Still, one thing that has eluded Yves at his new weight class is a decisive stoppage victory – though it’s not for lack of trying.
“I definitely feel my last fight (vs. Jeff Hougland) should have been stopped. There were a couple of points in that fight I feel it could have been stopped,” Jabouin says. “When I hit him with that spinning back kick that dropped him, I saw the referee move like he was going to stop it, but then he changed his mind for some reason.”
A lifelong martial artist, the Haitian-born Jabouin got his first taste of martial arts in the form of Kyokushin Karate as a young boy. In this way, he once again echoes Tristar teammate and flagship fighter Georges St. Pierre, who also got his start in the martial arts via this self-defence oriented version of Karate.
Once he started in Karate, Jabouin, as he puts it, “fell in love.”
“After Karate I tried Kung Fu, Tae Kwon Do, and kickboxing,” Jabouin explains. “Then when I turned 16, I started competing in kickboxing and, eventually, made my way into MMA.”
This varied background and kickboxing experience clearly informs Jabouin’s fighting style in MMA. Indeed, few Bantamweights combine technical precision with hard-hitting power like Jabouin does.
“My friends were always bigger than me growing up. They were like six feet, and they all get up to like 220 [pounds],” Jabouin jokes. “I had to have power just to survive in that group!”
For now, Jabouin is a rising name in a division that’s been thrown wide open.
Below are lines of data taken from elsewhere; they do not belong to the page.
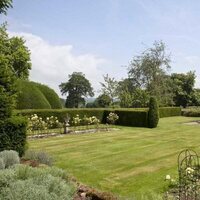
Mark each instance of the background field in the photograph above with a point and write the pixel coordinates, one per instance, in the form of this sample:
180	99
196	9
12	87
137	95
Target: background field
128	162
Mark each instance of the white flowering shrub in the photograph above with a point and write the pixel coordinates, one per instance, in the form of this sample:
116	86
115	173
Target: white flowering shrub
36	123
112	118
90	120
52	122
76	121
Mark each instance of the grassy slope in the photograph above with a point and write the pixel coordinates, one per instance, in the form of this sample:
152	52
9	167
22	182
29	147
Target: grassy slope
129	162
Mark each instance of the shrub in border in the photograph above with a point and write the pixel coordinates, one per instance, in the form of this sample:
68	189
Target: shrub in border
13	134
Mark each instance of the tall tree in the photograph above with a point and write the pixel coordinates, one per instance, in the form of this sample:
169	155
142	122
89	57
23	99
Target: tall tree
76	88
103	101
149	71
183	88
16	52
4	5
109	87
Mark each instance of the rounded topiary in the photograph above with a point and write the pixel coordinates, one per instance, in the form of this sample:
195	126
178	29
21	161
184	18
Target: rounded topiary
153	115
30	97
50	95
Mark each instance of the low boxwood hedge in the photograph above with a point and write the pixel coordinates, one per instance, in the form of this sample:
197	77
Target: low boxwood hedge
13	134
127	117
169	111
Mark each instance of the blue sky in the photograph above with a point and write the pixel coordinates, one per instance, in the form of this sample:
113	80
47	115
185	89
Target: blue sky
101	36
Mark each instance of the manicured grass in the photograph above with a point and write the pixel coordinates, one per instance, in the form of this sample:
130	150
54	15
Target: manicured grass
129	162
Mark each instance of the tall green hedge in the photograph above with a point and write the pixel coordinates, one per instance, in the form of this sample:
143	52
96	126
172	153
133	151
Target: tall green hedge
169	112
13	134
127	117
33	95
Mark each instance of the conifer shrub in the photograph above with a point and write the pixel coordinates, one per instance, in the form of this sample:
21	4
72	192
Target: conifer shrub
153	114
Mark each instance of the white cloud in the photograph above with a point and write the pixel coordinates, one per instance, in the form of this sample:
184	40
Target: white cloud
51	64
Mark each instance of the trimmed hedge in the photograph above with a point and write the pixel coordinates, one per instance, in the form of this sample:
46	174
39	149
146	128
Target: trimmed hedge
191	113
13	134
136	118
33	95
50	95
132	118
127	117
30	97
169	111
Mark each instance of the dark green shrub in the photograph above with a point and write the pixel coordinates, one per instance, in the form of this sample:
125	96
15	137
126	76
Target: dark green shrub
13	134
169	112
30	97
153	115
9	157
50	95
7	88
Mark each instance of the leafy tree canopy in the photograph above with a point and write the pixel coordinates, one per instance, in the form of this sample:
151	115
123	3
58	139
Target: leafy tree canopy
109	87
76	88
4	5
183	88
149	71
103	101
16	52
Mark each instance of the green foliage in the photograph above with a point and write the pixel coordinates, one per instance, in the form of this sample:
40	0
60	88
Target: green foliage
39	156
103	101
153	114
50	95
169	111
134	118
109	87
149	71
183	88
30	96
27	183
77	87
191	112
7	88
2	164
17	54
9	158
4	5
112	118
13	134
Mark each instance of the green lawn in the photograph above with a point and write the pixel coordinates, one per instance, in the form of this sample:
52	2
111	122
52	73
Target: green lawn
128	162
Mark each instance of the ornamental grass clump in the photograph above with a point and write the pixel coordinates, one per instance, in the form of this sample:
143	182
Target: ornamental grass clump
26	183
112	118
9	158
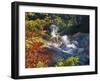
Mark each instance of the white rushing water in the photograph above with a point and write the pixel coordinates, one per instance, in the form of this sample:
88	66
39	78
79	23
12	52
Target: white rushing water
64	39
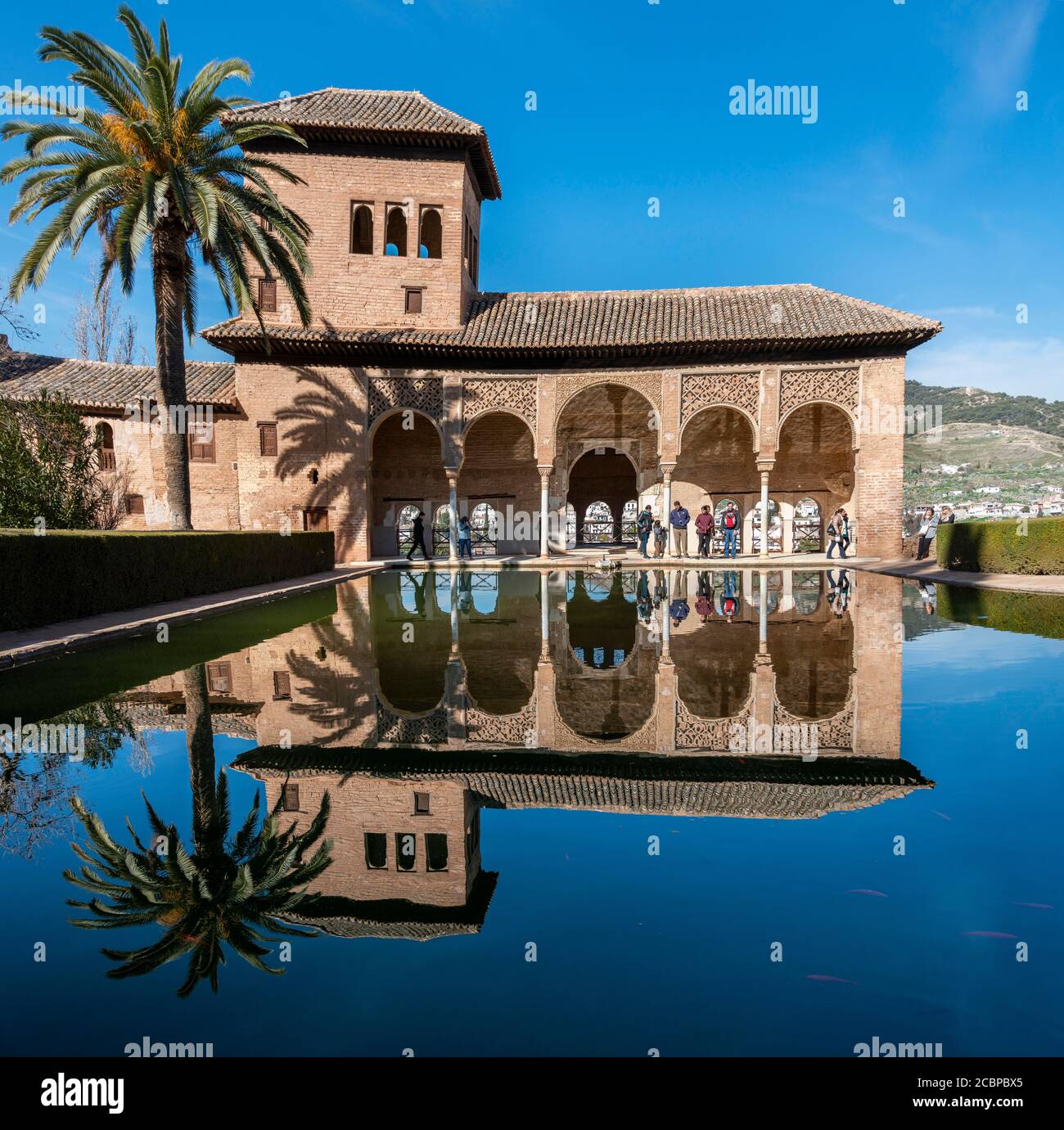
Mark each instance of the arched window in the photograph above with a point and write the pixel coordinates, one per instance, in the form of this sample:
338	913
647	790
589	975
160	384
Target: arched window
106	447
808	527
776	527
394	232
405	528
597	524
484	522
362	230
718	529
431	244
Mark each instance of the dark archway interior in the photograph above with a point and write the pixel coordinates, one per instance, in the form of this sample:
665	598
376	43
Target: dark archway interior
608	478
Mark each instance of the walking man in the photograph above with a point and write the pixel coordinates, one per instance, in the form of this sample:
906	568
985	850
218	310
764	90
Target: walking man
418	533
729	524
679	520
705	527
643	525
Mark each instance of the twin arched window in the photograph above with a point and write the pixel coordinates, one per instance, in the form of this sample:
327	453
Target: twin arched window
430	243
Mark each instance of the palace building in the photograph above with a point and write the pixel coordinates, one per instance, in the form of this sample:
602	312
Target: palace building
415	390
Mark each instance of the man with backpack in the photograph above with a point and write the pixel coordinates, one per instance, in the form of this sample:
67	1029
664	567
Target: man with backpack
729	524
679	520
643	525
703	525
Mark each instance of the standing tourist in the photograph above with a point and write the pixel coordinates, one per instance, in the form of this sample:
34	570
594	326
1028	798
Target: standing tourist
705	527
465	538
838	533
679	520
660	536
729	524
643	527
927	533
418	534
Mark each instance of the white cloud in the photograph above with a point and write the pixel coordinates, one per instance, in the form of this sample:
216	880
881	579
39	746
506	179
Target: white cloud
1034	367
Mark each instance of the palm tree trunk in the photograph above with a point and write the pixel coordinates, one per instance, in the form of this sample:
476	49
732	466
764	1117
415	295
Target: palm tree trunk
168	268
199	737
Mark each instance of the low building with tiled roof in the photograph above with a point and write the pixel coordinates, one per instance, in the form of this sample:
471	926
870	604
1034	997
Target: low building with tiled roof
413	389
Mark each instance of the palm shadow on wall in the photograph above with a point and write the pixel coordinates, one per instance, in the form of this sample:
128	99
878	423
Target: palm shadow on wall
325	433
335	682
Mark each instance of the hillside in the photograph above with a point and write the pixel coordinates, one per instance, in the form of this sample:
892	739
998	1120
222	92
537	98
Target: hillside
977	406
1016	443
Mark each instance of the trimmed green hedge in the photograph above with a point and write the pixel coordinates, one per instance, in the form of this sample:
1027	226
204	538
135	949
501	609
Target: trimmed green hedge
1034	614
999	547
65	574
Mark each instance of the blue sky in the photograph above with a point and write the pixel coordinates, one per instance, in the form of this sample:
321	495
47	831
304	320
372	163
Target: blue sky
915	100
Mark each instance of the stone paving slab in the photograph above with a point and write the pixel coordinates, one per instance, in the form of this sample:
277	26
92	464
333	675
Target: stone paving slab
17	648
931	571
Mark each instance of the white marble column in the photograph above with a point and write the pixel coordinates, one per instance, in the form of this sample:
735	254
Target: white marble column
544	511
764	515
453	507
667	509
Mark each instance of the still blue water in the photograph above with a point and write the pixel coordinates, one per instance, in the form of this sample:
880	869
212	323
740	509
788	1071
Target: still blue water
633	951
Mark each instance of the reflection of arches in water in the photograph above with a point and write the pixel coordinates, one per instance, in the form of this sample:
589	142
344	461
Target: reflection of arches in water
813	664
806	589
775	588
808	531
714	664
601	619
776	527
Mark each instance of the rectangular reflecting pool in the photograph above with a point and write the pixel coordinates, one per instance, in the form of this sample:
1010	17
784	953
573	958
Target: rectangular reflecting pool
723	813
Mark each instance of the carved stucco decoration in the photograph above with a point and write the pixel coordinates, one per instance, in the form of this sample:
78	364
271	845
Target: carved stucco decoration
835	385
568	385
501	729
421	392
832	733
400	729
705	390
715	735
494	394
643	741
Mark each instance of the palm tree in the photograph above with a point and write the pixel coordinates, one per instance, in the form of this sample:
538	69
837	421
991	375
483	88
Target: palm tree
225	889
156	165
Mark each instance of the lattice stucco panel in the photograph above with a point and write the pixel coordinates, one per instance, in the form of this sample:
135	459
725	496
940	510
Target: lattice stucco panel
421	392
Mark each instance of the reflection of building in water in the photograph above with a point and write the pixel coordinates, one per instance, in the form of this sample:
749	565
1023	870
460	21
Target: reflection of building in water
430	696
640	662
406	824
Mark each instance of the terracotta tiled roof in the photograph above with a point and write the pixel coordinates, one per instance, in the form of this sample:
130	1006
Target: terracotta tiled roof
382	116
795	317
752	786
101	385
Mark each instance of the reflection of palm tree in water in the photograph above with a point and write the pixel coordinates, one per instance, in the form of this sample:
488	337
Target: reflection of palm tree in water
226	889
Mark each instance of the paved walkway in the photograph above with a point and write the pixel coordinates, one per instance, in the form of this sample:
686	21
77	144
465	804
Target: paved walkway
29	646
630	558
930	571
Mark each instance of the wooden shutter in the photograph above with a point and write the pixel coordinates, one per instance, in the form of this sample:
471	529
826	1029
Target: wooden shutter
219	678
268	296
267	439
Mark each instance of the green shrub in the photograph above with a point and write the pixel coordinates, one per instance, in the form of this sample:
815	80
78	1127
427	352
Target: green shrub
1035	614
65	574
1036	547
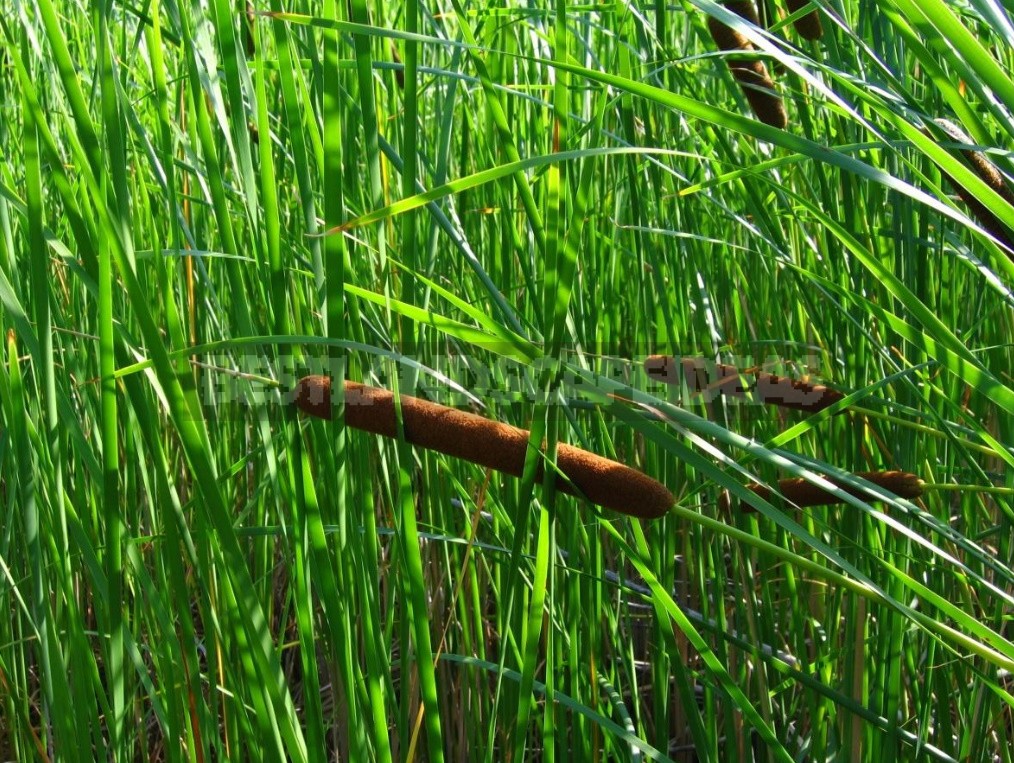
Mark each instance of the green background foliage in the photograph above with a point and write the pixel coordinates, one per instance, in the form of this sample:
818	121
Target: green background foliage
502	206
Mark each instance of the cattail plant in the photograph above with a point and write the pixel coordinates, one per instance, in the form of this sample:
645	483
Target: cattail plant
808	25
489	443
989	174
804	493
727	379
751	75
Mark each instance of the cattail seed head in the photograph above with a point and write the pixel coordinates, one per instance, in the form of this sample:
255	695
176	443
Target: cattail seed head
989	174
804	493
752	76
701	375
808	25
489	443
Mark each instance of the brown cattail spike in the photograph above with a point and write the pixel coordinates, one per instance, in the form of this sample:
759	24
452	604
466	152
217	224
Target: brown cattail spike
989	174
808	25
702	376
804	493
489	443
751	75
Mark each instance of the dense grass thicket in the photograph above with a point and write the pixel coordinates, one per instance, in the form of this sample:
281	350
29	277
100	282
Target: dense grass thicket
504	207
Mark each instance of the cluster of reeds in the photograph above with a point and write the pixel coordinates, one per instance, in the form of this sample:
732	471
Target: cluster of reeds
750	73
803	493
702	376
989	174
488	443
807	25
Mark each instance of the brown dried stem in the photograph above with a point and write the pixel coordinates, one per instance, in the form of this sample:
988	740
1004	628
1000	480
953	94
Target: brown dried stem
804	493
989	174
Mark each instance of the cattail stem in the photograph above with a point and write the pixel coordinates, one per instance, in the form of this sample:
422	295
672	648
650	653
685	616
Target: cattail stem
727	379
804	493
751	75
489	443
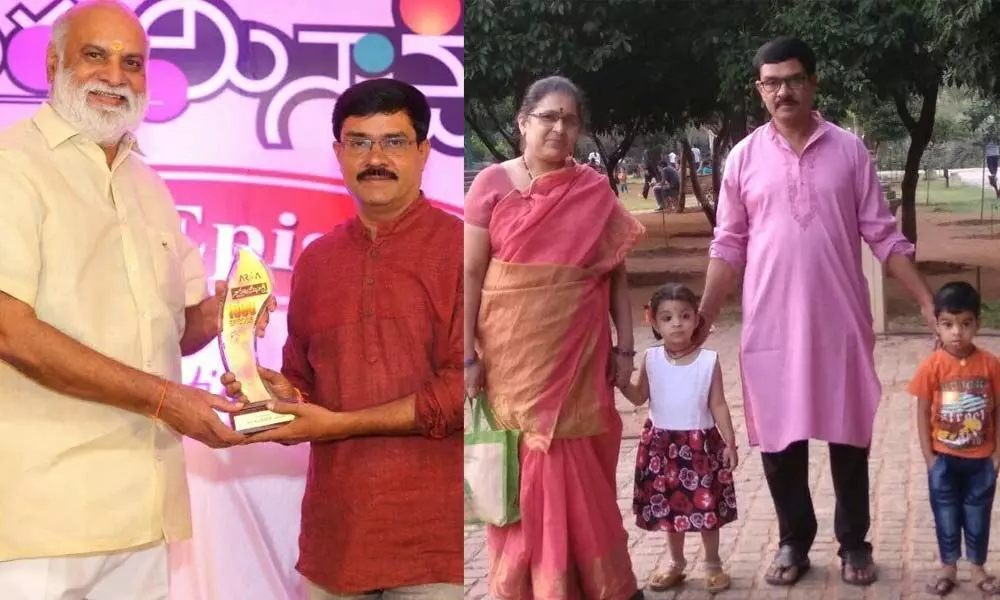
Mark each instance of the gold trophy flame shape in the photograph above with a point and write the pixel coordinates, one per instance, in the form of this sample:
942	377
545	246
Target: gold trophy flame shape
250	287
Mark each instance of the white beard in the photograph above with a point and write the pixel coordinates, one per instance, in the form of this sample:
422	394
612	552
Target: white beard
104	125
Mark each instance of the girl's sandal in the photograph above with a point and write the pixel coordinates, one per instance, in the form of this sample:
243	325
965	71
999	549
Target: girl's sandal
669	579
717	582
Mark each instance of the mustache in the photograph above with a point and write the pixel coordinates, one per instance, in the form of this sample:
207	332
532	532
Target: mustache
377	172
123	90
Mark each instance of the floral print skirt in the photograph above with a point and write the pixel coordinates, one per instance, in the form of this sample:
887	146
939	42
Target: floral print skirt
680	484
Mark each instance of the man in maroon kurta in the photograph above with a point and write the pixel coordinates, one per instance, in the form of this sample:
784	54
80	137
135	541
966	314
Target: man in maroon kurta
375	347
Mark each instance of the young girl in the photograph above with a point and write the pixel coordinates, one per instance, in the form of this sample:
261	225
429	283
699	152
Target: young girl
687	451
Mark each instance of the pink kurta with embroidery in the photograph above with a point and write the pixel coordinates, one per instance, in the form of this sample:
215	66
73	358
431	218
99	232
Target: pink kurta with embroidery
796	223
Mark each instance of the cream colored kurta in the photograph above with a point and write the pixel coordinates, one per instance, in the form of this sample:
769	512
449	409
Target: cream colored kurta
100	255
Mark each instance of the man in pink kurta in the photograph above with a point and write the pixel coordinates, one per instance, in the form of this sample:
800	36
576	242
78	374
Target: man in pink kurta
799	195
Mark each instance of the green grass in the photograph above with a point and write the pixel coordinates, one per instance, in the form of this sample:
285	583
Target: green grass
958	198
632	199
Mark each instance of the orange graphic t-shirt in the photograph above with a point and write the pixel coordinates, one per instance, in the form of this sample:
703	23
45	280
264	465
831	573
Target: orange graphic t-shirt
963	395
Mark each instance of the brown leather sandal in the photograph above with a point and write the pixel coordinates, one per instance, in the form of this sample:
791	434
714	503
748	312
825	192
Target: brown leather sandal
717	582
669	579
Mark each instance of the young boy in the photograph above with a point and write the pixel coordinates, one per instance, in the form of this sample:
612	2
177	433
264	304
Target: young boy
956	390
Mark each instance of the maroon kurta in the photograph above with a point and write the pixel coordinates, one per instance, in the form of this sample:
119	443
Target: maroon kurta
369	322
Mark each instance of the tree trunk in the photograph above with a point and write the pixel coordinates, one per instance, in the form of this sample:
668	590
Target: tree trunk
687	160
920	130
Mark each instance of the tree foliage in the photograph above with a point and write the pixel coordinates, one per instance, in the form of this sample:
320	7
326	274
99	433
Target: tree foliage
651	67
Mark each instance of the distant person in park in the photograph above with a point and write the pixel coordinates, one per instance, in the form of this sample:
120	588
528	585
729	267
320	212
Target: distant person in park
622	180
956	390
992	157
798	196
668	186
648	174
545	244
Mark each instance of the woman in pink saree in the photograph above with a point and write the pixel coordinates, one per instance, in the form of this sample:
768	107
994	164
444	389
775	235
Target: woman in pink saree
545	243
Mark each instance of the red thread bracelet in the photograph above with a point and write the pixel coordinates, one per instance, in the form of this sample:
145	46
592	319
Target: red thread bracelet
163	396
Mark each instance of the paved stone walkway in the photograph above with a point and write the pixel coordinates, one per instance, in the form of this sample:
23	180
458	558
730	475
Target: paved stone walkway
902	529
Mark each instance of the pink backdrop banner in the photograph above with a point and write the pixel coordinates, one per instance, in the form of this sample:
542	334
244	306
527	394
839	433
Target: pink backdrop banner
241	95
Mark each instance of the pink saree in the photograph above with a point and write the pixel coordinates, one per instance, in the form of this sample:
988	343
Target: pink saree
544	333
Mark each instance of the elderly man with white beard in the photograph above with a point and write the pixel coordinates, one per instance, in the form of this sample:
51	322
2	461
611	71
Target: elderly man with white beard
100	296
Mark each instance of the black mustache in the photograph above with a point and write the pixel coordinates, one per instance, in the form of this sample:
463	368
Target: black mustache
376	172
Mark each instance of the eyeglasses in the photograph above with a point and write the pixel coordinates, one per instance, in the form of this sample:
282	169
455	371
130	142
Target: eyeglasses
392	146
772	85
551	118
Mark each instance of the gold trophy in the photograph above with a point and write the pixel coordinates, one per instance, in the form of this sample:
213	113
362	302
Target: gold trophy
250	287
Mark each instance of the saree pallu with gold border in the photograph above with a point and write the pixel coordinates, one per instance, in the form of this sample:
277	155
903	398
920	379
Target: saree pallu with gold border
544	333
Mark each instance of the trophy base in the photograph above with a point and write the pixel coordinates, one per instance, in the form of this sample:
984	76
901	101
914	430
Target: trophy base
256	418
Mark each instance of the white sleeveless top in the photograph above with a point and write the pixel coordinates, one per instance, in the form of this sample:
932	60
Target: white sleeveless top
678	394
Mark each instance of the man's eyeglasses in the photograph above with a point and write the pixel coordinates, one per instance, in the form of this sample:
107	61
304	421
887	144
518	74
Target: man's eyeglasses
773	84
551	118
392	146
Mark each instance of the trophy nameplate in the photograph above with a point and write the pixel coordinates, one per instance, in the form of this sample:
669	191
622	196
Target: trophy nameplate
250	287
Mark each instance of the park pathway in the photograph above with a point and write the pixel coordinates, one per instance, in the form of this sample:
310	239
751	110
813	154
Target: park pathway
902	527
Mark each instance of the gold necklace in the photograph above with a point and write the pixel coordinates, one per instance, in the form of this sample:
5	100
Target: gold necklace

The rise of Renan Barao (and the fall of Urijah Faber), the long layoff of champ Dominick Cruz, the general unfamiliarity of fans with this new weight class – all this spells opportunity for a flashy fighter with proven KO ability.
So if Mike Goldberg occasionally butchers your last name on the commentary – well, that’s just the price of fame.
“It can be frustrating, but I also find it funny,” Jabouin jokes. “Mostly it’s just humourous.”